Torturée en Iran, je n'oublierai pas mes camarades de prison
Ancienne prisonnière politique en Iran
Quand je fus libérée des geôles iraniennes en 2014 et que je pus rejoindre l'Europe il y a quelques mois, je me suis promis d'être la voix de mes camarades prisonnières de conscience qui croupissent dans la sinistre prison d'Evine à Téhéran. De rendre hommage à la mémoire de ces ardentes militantes des droits humains qui résistent dans les conditions des plus éprouvantes face à la dérive autoritaire des mollahs.
Ma chère Chirine Alamhoula, cette jeune militante de la cause kurde, que j'appréciais pour sa flamme et ses convictions ardentes, est de ce nombre. Quand elle m'a quitté à la prison d'Evine pour aller sur l'échafaud, un jour de mai 2010, la première pensée qui m'est venue à l'esprit fut de dire: "ma sœur m'a quittée!". Accusée de Moharebeh (inimité à l'égard de Dieu) pour sa collaboration avec un mouvement kurde interdit, Pejak, cette jeune femme de 26 ans m'avait fait le récit de tortures effroyables endurées et son incarcération dans les abîmes de l'isolement pendant d'interminables mois. Son exécution, avec cinq de ses camarades hommes, suscita une grande émotion dans la prison et mit en évidence une fois de plus la cruauté des mollahs.
J'ai été arrêtée en février 2009, avec mon frère, suite à mes activités à l'université. J'ai alors passé trois mois au cachot à la section 209 de la prison d'Evine, subissant la torture. On torturait mon frère sous mes yeux. Ensuite le "tribunal de la révolution" m'a condamnée à cinq ans et exilée à la prison de Gohardasht. Mon frère Akbar et ma sœur Mahdieh, qui avaient rejoint les Moudjahidines du peuple à Achraf deux ans plus tôt, furent assassinés le 8 avril 2011 lors d'une attaque des agents du régime iranien contre ce camp de réfugiés, alors que j'étais en prison à Rajaï chahr.

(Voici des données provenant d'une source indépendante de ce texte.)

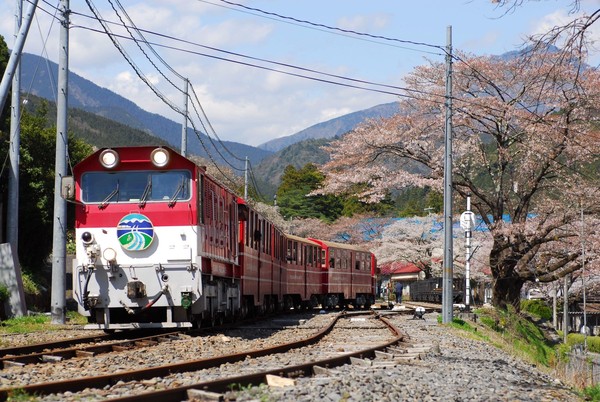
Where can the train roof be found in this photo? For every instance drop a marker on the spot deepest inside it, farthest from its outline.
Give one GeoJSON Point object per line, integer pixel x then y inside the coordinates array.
{"type": "Point", "coordinates": [340, 245]}
{"type": "Point", "coordinates": [302, 239]}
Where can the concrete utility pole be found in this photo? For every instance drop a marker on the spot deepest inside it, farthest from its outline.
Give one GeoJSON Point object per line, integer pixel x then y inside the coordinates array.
{"type": "Point", "coordinates": [467, 221]}
{"type": "Point", "coordinates": [246, 181]}
{"type": "Point", "coordinates": [566, 308]}
{"type": "Point", "coordinates": [184, 123]}
{"type": "Point", "coordinates": [15, 54]}
{"type": "Point", "coordinates": [59, 243]}
{"type": "Point", "coordinates": [448, 273]}
{"type": "Point", "coordinates": [12, 224]}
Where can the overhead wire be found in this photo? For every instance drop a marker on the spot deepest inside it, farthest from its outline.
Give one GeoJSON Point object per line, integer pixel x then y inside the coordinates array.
{"type": "Point", "coordinates": [307, 70]}
{"type": "Point", "coordinates": [126, 26]}
{"type": "Point", "coordinates": [129, 60]}
{"type": "Point", "coordinates": [331, 28]}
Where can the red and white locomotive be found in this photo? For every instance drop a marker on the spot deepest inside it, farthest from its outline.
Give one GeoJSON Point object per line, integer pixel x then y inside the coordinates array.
{"type": "Point", "coordinates": [160, 243]}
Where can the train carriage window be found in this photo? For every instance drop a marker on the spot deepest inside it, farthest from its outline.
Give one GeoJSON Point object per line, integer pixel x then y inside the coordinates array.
{"type": "Point", "coordinates": [133, 186]}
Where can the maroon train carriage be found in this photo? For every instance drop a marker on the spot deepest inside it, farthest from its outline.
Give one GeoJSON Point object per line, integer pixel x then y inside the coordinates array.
{"type": "Point", "coordinates": [304, 277]}
{"type": "Point", "coordinates": [350, 277]}
{"type": "Point", "coordinates": [262, 262]}
{"type": "Point", "coordinates": [160, 243]}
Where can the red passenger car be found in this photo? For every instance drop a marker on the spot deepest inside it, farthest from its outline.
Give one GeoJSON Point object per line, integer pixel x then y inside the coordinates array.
{"type": "Point", "coordinates": [350, 275]}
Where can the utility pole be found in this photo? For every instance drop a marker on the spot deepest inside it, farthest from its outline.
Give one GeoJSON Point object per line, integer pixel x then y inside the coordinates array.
{"type": "Point", "coordinates": [583, 282]}
{"type": "Point", "coordinates": [448, 274]}
{"type": "Point", "coordinates": [566, 308]}
{"type": "Point", "coordinates": [59, 243]}
{"type": "Point", "coordinates": [467, 221]}
{"type": "Point", "coordinates": [246, 181]}
{"type": "Point", "coordinates": [12, 224]}
{"type": "Point", "coordinates": [184, 123]}
{"type": "Point", "coordinates": [15, 54]}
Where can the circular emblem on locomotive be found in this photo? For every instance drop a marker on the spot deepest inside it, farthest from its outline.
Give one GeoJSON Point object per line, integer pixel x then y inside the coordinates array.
{"type": "Point", "coordinates": [135, 232]}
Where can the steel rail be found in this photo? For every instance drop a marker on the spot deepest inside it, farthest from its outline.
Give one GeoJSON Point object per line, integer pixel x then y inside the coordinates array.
{"type": "Point", "coordinates": [91, 350]}
{"type": "Point", "coordinates": [223, 385]}
{"type": "Point", "coordinates": [79, 384]}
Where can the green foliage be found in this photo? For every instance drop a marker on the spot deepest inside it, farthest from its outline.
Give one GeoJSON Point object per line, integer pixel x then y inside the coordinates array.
{"type": "Point", "coordinates": [25, 324]}
{"type": "Point", "coordinates": [19, 395]}
{"type": "Point", "coordinates": [37, 180]}
{"type": "Point", "coordinates": [4, 293]}
{"type": "Point", "coordinates": [538, 308]}
{"type": "Point", "coordinates": [29, 284]}
{"type": "Point", "coordinates": [353, 206]}
{"type": "Point", "coordinates": [4, 56]}
{"type": "Point", "coordinates": [39, 322]}
{"type": "Point", "coordinates": [592, 342]}
{"type": "Point", "coordinates": [292, 194]}
{"type": "Point", "coordinates": [523, 336]}
{"type": "Point", "coordinates": [592, 393]}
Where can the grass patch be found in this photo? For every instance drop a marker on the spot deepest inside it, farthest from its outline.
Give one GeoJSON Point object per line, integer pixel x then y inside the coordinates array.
{"type": "Point", "coordinates": [512, 332]}
{"type": "Point", "coordinates": [38, 322]}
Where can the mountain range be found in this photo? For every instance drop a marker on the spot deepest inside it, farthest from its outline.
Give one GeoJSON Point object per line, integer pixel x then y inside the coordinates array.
{"type": "Point", "coordinates": [269, 159]}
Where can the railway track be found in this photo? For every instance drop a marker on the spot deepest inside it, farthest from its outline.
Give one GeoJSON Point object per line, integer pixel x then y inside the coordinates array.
{"type": "Point", "coordinates": [223, 370]}
{"type": "Point", "coordinates": [80, 347]}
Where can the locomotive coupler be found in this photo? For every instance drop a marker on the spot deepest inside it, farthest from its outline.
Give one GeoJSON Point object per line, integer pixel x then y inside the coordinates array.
{"type": "Point", "coordinates": [186, 300]}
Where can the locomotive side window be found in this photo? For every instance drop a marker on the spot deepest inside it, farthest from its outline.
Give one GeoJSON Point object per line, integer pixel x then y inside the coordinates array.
{"type": "Point", "coordinates": [106, 187]}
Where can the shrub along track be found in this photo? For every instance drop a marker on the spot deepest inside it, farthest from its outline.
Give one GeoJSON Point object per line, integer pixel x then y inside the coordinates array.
{"type": "Point", "coordinates": [146, 383]}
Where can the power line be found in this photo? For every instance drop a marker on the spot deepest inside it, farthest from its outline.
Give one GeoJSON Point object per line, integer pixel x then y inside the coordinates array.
{"type": "Point", "coordinates": [331, 28]}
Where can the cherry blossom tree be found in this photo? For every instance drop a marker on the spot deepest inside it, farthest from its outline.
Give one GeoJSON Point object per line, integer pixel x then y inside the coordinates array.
{"type": "Point", "coordinates": [421, 242]}
{"type": "Point", "coordinates": [524, 138]}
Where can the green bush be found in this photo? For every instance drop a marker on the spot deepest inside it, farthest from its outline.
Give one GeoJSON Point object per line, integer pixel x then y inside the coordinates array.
{"type": "Point", "coordinates": [538, 308]}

En créant un climat de peur, le régime cherche à bâillonner la jeunesse débordante d'espérance pour un avenir débarrassé de l'emprise intégriste. Cette peur le régime cherche d'abord à l'instiller par sa police des mœurs, dont nous les filles en sommes la première cible. Sous prétexte d'appliquer le code vestimentaire, la gente féminine est harcelée en permanence pour le port incorrect du voile, pour les cheveux qui dépassent, le maquillage qui dérange, les manches trop courtes...
En prison
Dans les prisons, j'ai été témoin de la cruauté des crimes et de l'injustice des mollahs. A Evine, Gohardasht, Varamine, Garatchak, j'ai partagé ma vie avec des femmes condamnées pour des délits de droit commun. J'ai pu constater la profondeur de l'injustice et de la souffrance que le régime leur a infligé. Les tortures qu'elles ont subi seul un régime profondément misogyne pouvait les pratiquer. Elle n'avait aucune protection et personnes ne leur venait en aide. Je me suis promise d'être leur voix, celle des victimes de ce pouvoir criminel.